2009-03-10 ドラマティック・エモーション 2008

ドラえもんがタタリ神に仕立てられてしまったあの日の記憶


(注意!)これは「ドラえもん のび太の新宇宙開拓史」についてのナニではありません。一年前に公開された映画「ドラえもん のび太と緑の巨人伝」についてのナニ(再掲載)です。


 「ドラ」タグは正直外したい。


 去年のドラ映画、ぼくがドラ歴の中で最も嫌いと言って憚らない「緑の巨人伝」の感想というか、泣き言を発掘してきました。一つ前の開拓史への女々しいエントリーとかに吐きだした感情も、この作品がなければ別に出てこなかったんじゃないかと思います。そんだけ罪深い作品への、ぼくの怨嗟の声です。まあ、ぶっちゃけ自分の資料用。

 これは正直気色悪い妄想文なので、見ない方が良いと思いますが、実はこれ(再掲載)と書きはしたものの、あまりにも悲しくて、前のブログにもどこにも載せてなかった気がするんですよね。

 

 そんなわけで、水子供養というか「来年のドラえもんも楽しかったらいいなあ!」という願いを込めてこのエントリーを上げてみることにしますね。こういう書き方をして何かから許されようとしているのが大変姑息ですね。気持ち悪い。そんなこといったらこの年になってドラえもん大好き! 言い散らしてる方がよっぽど気色悪いわ! そうですね。しーずかちゃーん、ぱんつかーぶらせーてー! そうですね。言い訳するとほんとうにしずかちゃんとにゃんにゃんしたいとか微塵も思ってませんよ、美夜子さんはアリだな、声はナシだけど! そうですか。

 はまじるよー。


(具体的な前半部分はほぼ全略。まあ、お話の大破綻をあげつらったあげく、一体何の話をしているのかわからない文章がありました。あとしずかがいかにセックスの象徴にしたてあげられていたかですな。まあそんで、ダイダラボッチでてきちゃったあたりでぼくの怒りが有頂天のところです、どうぞ)

 ――「ドラ」のタグを付けはしたが、僕はこの映画をドラえもんのそれだと認めるわけにはいかない。この作品は、断じてドラえもんなんかではない。

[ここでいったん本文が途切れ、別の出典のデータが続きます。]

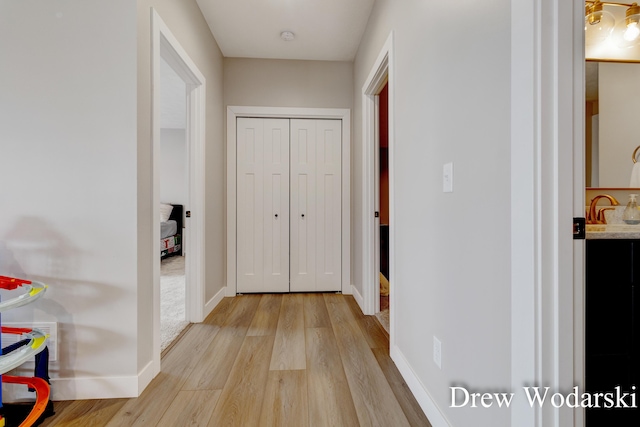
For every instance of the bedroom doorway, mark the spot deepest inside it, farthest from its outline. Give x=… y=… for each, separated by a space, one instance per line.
x=381 y=169
x=377 y=213
x=178 y=177
x=174 y=197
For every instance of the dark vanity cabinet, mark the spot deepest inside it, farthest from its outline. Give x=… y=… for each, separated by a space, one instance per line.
x=612 y=326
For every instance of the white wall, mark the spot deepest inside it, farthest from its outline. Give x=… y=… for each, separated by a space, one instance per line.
x=68 y=166
x=173 y=167
x=619 y=104
x=288 y=83
x=75 y=134
x=451 y=94
x=186 y=23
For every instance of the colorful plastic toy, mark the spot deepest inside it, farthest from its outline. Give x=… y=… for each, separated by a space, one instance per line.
x=33 y=343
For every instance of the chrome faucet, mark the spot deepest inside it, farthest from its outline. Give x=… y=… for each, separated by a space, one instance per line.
x=598 y=217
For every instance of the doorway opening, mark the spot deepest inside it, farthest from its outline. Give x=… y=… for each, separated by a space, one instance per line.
x=174 y=197
x=188 y=173
x=381 y=169
x=377 y=181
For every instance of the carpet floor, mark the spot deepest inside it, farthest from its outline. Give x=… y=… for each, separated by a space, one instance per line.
x=172 y=299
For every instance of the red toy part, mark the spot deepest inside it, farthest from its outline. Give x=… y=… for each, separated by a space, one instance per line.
x=42 y=396
x=15 y=331
x=11 y=283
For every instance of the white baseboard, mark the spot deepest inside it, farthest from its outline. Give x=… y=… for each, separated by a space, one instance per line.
x=146 y=375
x=358 y=297
x=213 y=302
x=418 y=389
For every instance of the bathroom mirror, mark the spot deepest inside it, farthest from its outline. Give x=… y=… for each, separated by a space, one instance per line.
x=612 y=122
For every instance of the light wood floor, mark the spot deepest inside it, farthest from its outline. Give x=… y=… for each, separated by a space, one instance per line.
x=268 y=360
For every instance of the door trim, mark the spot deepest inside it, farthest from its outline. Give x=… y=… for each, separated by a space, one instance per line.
x=164 y=45
x=546 y=285
x=233 y=112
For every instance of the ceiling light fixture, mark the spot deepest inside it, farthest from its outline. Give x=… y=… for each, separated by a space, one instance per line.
x=287 y=36
x=599 y=24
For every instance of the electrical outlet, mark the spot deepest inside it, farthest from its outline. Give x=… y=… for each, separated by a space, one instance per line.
x=447 y=178
x=437 y=352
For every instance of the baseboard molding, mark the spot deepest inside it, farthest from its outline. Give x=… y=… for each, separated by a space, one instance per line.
x=213 y=302
x=418 y=389
x=146 y=375
x=358 y=297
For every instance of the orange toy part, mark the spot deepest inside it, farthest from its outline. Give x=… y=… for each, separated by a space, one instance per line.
x=42 y=396
x=12 y=283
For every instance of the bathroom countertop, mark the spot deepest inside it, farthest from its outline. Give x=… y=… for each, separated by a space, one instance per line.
x=594 y=235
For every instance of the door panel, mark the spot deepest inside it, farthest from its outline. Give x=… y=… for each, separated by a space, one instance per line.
x=328 y=172
x=263 y=205
x=303 y=206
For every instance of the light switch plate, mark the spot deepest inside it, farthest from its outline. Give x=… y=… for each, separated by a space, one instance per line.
x=447 y=178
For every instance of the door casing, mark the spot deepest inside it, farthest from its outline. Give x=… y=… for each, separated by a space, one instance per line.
x=164 y=45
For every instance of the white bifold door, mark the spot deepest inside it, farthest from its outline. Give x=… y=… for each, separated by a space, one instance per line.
x=289 y=205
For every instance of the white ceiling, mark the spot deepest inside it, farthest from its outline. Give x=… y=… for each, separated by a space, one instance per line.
x=328 y=30
x=325 y=30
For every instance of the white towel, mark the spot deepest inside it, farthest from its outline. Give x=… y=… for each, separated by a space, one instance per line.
x=635 y=176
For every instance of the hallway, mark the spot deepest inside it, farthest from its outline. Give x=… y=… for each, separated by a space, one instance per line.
x=272 y=359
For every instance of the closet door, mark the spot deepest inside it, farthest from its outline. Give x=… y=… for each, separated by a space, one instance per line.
x=316 y=205
x=263 y=205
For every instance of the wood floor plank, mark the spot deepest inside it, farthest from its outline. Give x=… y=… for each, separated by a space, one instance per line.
x=190 y=408
x=330 y=402
x=219 y=314
x=214 y=366
x=85 y=413
x=240 y=403
x=147 y=409
x=60 y=408
x=284 y=402
x=243 y=311
x=344 y=381
x=289 y=347
x=401 y=390
x=366 y=380
x=315 y=312
x=371 y=328
x=265 y=321
x=187 y=352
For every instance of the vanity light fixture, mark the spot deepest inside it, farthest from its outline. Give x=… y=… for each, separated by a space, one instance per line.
x=629 y=29
x=599 y=24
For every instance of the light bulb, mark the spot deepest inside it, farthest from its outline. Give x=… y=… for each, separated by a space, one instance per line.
x=632 y=32
x=598 y=26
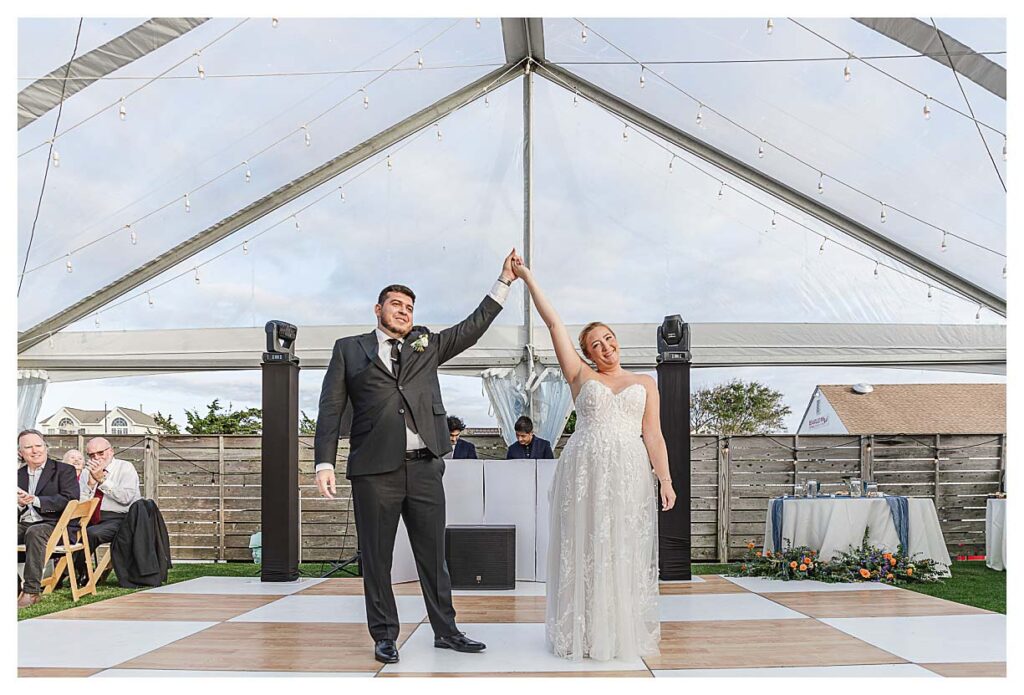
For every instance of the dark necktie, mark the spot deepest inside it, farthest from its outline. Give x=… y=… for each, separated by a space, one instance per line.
x=394 y=355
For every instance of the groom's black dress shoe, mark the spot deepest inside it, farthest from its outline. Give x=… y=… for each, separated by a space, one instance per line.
x=460 y=643
x=385 y=651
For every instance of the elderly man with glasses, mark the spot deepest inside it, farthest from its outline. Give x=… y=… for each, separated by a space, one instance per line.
x=116 y=482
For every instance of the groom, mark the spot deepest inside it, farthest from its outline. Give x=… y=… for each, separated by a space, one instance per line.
x=399 y=433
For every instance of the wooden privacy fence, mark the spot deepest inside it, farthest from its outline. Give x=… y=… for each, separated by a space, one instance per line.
x=208 y=487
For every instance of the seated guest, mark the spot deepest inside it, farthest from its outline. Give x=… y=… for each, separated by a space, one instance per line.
x=44 y=488
x=526 y=444
x=460 y=447
x=75 y=459
x=116 y=482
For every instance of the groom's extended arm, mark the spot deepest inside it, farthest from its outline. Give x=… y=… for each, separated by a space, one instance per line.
x=332 y=404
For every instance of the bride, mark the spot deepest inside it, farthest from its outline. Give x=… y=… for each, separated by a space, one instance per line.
x=602 y=553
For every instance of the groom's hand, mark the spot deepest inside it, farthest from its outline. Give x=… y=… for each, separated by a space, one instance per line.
x=326 y=483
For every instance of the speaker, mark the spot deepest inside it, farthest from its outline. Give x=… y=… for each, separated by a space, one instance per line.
x=480 y=557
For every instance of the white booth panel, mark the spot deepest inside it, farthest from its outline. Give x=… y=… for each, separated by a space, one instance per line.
x=510 y=497
x=545 y=475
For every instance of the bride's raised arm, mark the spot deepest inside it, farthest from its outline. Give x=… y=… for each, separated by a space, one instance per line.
x=568 y=359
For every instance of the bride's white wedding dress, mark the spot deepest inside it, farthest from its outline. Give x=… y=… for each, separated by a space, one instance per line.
x=602 y=553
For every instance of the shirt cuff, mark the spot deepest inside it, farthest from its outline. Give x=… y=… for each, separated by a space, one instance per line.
x=500 y=292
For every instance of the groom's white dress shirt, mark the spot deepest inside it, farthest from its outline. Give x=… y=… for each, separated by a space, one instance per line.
x=499 y=293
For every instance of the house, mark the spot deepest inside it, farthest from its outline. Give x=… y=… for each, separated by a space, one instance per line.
x=116 y=421
x=906 y=408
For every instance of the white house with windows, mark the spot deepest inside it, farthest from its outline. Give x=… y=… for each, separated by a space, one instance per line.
x=115 y=421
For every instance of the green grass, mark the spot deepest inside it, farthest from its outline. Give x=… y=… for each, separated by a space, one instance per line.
x=972 y=583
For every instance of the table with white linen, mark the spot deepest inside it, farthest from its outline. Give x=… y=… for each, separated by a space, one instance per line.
x=995 y=534
x=830 y=525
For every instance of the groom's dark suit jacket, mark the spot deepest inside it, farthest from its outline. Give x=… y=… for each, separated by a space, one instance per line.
x=356 y=374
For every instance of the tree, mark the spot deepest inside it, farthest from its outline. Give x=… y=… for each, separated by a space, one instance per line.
x=168 y=424
x=737 y=407
x=219 y=421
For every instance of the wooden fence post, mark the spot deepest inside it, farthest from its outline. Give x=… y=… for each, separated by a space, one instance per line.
x=724 y=504
x=151 y=468
x=220 y=495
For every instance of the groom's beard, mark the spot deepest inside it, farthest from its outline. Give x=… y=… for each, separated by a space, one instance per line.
x=394 y=329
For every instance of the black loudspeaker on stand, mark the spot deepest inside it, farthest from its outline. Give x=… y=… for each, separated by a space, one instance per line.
x=280 y=467
x=674 y=386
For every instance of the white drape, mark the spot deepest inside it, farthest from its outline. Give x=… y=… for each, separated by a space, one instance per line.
x=509 y=396
x=31 y=387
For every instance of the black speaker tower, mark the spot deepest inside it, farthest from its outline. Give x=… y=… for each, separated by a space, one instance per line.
x=674 y=386
x=280 y=494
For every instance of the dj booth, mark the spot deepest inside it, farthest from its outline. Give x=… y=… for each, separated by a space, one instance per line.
x=494 y=492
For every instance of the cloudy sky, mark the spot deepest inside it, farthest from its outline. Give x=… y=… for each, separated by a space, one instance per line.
x=620 y=236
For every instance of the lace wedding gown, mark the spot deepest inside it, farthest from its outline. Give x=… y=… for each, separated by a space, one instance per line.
x=602 y=553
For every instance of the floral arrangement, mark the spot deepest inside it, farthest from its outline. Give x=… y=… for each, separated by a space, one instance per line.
x=866 y=563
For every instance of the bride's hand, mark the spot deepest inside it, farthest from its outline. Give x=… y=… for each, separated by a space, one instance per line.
x=668 y=496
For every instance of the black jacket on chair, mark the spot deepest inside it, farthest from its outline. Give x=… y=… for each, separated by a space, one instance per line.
x=141 y=550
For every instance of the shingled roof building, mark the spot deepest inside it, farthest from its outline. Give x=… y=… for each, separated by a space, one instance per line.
x=906 y=408
x=116 y=421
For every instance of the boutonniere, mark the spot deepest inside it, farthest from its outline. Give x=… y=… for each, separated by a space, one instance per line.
x=421 y=343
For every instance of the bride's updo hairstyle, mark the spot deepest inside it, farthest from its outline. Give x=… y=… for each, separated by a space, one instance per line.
x=586 y=332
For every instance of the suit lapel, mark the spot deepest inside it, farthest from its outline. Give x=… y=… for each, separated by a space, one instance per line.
x=369 y=343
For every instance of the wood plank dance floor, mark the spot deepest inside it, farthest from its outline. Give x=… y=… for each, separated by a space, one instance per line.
x=712 y=625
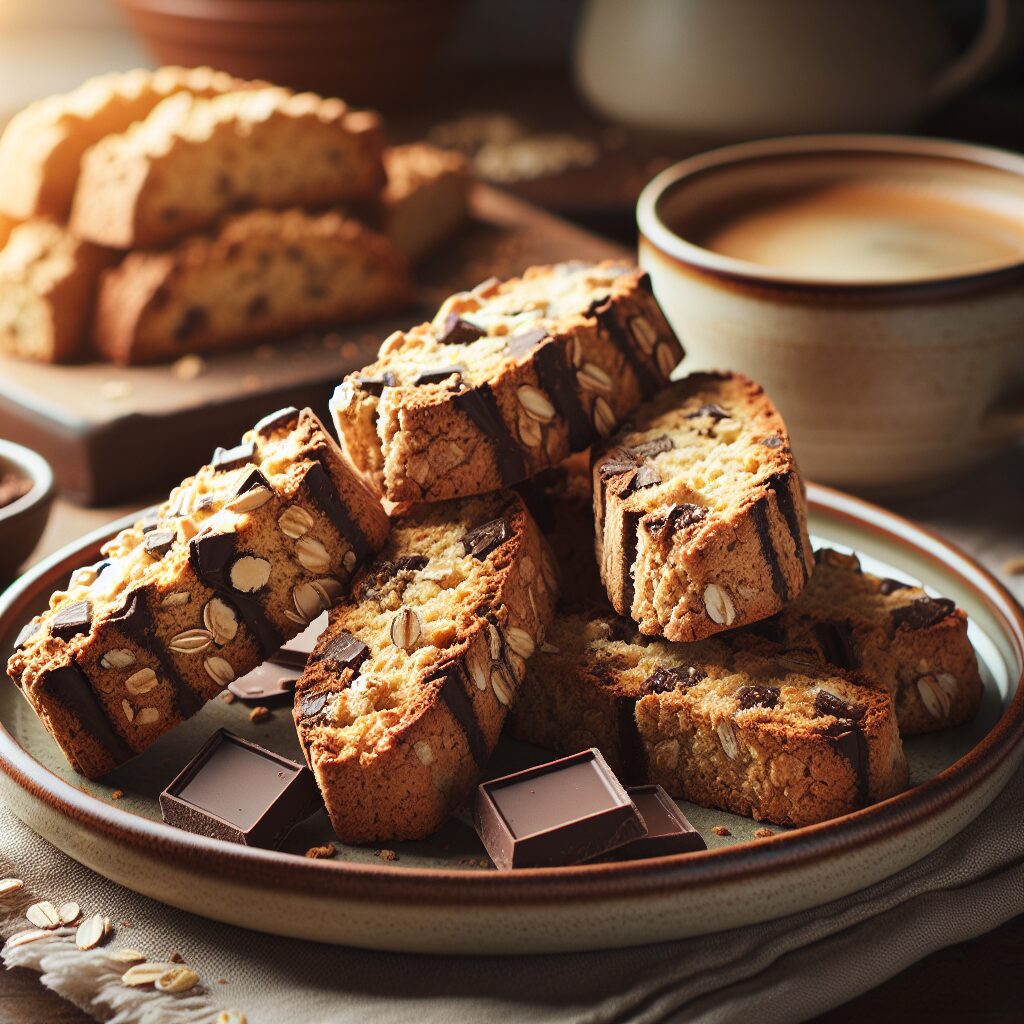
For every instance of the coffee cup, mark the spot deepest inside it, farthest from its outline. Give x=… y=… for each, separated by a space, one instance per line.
x=873 y=285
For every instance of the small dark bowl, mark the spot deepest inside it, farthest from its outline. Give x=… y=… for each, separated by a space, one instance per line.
x=23 y=522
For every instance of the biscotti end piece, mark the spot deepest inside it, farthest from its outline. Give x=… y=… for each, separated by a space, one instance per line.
x=264 y=273
x=193 y=160
x=915 y=645
x=426 y=200
x=42 y=145
x=48 y=282
x=506 y=381
x=242 y=557
x=699 y=510
x=406 y=693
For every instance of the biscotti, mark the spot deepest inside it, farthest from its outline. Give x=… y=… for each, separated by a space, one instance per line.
x=42 y=145
x=48 y=282
x=242 y=557
x=190 y=160
x=913 y=645
x=699 y=511
x=406 y=693
x=426 y=200
x=264 y=273
x=506 y=381
x=748 y=726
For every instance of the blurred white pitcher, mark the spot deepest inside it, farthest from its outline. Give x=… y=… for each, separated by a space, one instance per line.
x=719 y=71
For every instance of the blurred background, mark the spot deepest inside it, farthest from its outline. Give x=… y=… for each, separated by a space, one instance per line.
x=548 y=96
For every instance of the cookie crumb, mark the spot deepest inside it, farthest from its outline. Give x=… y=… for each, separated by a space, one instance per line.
x=321 y=852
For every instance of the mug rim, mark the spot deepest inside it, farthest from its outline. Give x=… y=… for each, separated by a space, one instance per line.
x=655 y=232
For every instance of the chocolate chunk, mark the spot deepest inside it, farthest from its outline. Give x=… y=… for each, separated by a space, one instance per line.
x=275 y=421
x=888 y=587
x=828 y=704
x=563 y=812
x=481 y=541
x=241 y=793
x=524 y=341
x=668 y=829
x=376 y=385
x=754 y=696
x=664 y=680
x=158 y=543
x=72 y=620
x=345 y=651
x=457 y=331
x=439 y=375
x=713 y=411
x=224 y=459
x=923 y=612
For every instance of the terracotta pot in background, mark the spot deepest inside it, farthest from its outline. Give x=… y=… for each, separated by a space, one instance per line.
x=371 y=52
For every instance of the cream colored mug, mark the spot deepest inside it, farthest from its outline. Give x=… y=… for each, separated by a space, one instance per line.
x=895 y=354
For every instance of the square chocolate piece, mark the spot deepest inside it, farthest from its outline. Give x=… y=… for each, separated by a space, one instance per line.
x=239 y=792
x=562 y=812
x=668 y=829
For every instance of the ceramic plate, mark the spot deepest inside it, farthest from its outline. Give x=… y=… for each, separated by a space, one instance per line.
x=441 y=895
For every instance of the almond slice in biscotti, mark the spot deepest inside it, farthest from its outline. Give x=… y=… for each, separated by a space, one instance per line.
x=745 y=725
x=263 y=273
x=506 y=381
x=194 y=160
x=404 y=695
x=699 y=510
x=241 y=557
x=42 y=145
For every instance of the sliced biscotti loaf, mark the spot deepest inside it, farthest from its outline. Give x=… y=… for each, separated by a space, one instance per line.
x=42 y=145
x=915 y=646
x=744 y=725
x=48 y=282
x=242 y=557
x=263 y=273
x=193 y=160
x=406 y=693
x=426 y=200
x=699 y=510
x=506 y=381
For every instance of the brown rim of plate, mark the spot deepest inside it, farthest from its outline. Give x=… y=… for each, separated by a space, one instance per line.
x=578 y=884
x=655 y=233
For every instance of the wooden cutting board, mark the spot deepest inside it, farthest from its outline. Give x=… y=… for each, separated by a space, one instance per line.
x=113 y=434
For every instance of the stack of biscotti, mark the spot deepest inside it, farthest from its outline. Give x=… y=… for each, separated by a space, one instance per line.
x=239 y=559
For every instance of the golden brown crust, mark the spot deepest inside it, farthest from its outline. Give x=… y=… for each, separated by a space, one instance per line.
x=699 y=510
x=263 y=273
x=396 y=734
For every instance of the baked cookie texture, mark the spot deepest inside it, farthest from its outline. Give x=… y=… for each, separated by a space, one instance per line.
x=192 y=159
x=426 y=199
x=744 y=725
x=699 y=513
x=239 y=559
x=48 y=282
x=42 y=145
x=506 y=381
x=263 y=273
x=915 y=646
x=403 y=698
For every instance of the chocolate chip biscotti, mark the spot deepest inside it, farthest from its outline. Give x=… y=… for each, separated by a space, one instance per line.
x=507 y=380
x=913 y=645
x=193 y=160
x=242 y=557
x=263 y=273
x=699 y=510
x=48 y=282
x=404 y=695
x=42 y=145
x=749 y=726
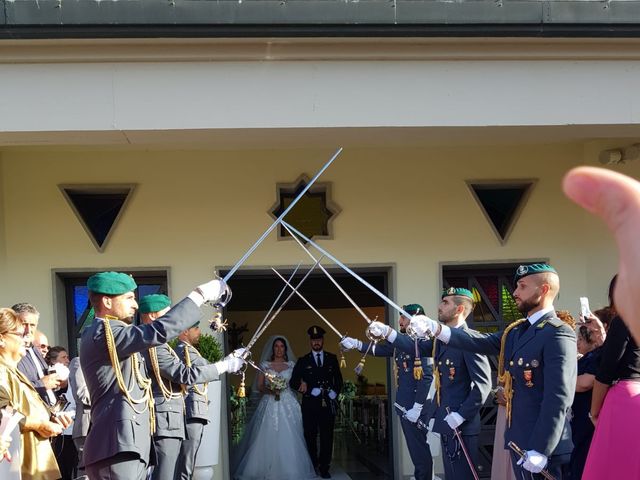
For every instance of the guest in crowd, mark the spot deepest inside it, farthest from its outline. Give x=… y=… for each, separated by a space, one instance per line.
x=63 y=445
x=590 y=336
x=38 y=461
x=78 y=388
x=33 y=365
x=615 y=405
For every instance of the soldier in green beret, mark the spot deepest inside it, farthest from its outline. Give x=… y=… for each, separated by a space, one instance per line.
x=196 y=403
x=462 y=380
x=119 y=445
x=169 y=377
x=540 y=366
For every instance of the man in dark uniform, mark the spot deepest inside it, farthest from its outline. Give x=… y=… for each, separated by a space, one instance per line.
x=196 y=403
x=118 y=445
x=317 y=376
x=540 y=358
x=413 y=383
x=168 y=374
x=462 y=380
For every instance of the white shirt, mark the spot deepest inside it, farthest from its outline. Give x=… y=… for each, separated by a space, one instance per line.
x=315 y=357
x=50 y=395
x=539 y=314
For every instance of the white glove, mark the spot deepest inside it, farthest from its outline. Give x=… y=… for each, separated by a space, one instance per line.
x=62 y=371
x=379 y=329
x=211 y=291
x=348 y=343
x=454 y=420
x=240 y=352
x=413 y=413
x=423 y=325
x=231 y=363
x=533 y=461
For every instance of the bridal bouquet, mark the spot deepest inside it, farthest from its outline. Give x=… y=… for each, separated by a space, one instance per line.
x=277 y=384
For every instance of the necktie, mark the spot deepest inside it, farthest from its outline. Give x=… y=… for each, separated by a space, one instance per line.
x=525 y=325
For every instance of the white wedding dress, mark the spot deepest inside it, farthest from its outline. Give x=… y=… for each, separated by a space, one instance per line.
x=273 y=446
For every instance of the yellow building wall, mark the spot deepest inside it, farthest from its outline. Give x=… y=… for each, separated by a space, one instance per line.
x=194 y=211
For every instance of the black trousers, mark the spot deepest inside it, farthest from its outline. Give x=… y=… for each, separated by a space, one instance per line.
x=418 y=450
x=318 y=419
x=66 y=455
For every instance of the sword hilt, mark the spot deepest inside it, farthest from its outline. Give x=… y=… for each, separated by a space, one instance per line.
x=544 y=472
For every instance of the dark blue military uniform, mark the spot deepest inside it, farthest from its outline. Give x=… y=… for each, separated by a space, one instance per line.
x=541 y=359
x=410 y=391
x=465 y=383
x=119 y=442
x=318 y=413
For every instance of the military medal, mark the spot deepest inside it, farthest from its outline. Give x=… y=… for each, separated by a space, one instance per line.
x=528 y=376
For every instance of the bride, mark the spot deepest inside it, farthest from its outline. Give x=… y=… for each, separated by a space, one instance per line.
x=273 y=445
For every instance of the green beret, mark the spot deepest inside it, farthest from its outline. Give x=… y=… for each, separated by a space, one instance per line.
x=526 y=270
x=413 y=309
x=458 y=292
x=111 y=283
x=153 y=303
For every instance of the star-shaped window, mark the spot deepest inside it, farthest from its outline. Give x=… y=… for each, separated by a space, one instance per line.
x=313 y=214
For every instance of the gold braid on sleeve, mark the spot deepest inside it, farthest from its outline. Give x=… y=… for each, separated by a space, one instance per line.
x=143 y=383
x=187 y=361
x=166 y=389
x=436 y=372
x=504 y=378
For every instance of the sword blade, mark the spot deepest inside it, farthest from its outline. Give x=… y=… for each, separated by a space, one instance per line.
x=282 y=305
x=315 y=310
x=333 y=280
x=284 y=289
x=348 y=270
x=279 y=219
x=458 y=434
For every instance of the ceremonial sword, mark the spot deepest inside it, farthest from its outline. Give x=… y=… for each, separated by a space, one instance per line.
x=279 y=219
x=315 y=310
x=456 y=432
x=523 y=455
x=282 y=305
x=273 y=305
x=355 y=305
x=419 y=423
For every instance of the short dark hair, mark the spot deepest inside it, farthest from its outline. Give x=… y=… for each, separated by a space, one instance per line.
x=24 y=307
x=612 y=289
x=273 y=346
x=52 y=355
x=466 y=302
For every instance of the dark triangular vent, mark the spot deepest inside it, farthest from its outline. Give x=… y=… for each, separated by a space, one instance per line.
x=501 y=202
x=98 y=208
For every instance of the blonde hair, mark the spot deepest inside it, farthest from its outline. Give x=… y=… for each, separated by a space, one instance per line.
x=9 y=320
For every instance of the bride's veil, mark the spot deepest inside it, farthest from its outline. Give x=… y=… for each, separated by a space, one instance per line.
x=265 y=356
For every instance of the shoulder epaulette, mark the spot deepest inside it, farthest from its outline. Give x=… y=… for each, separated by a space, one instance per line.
x=554 y=322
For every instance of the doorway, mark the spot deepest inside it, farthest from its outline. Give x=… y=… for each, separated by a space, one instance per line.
x=495 y=309
x=363 y=435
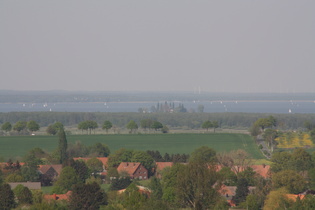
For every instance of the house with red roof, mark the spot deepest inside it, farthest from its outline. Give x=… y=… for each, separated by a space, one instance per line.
x=134 y=169
x=160 y=166
x=262 y=170
x=104 y=160
x=58 y=197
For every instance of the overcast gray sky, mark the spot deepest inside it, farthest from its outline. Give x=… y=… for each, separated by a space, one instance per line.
x=231 y=46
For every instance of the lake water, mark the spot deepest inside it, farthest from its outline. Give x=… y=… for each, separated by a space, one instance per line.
x=209 y=106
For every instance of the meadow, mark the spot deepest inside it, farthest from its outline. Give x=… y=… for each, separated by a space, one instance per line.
x=18 y=146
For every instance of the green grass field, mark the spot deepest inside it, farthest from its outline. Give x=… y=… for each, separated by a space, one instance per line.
x=18 y=146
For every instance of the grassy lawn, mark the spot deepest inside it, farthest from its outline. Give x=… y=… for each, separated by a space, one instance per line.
x=18 y=146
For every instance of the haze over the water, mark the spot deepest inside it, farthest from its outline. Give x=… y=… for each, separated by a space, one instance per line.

 ドラえもんをつくるうちに、ドラえもんでなくなったのではない。最初っからドラえもんという看板を盾に、悪意(本人は悪意と気づいているのかは知らんが)に満ちた作為で計画された誰かのマスターベーションで分泌されただけのそれっぽい映像の塊。が今作だと信じている。そうなってしまってこのありさまだ!

 

 期待は不安に、不安は恐れに、恐れは諦観に、諦観は侮蔑に、そして怨恨であるとか何もかもを通り越して絶望と深い悲しみだけが、残った。

 仮にもドラえもんという名が付く大長編作品を見ている途中で「早くおわらねえかな」なんて思う日が来るなんて思ってもいなかったんだ!

 

 

 何がダメなのかって? すべての根本そのものだ。よかった点は映像だといいたいところだけど、これはドラえもんだとかそういう名前を冠するより先に「映画」というものの体すらなしてはいない! 画はたしかにスクリーンに映っている。美しい。動きも好みではないがパワーのある動きで、部分で見ればとても魅力があった。だが。



 ――これは いったい 何の 話なのだ!?

 

 

 ずっとだ、ずっとこの疑問が鑑賞中に頭の中をそれこそ緑色のカビのように繁殖し、胞子をまき散らしたままでいた。これはなんなのか、これからどうなるのか、それはなんのために存在するものなのか、そもそもここはどこであるのか! 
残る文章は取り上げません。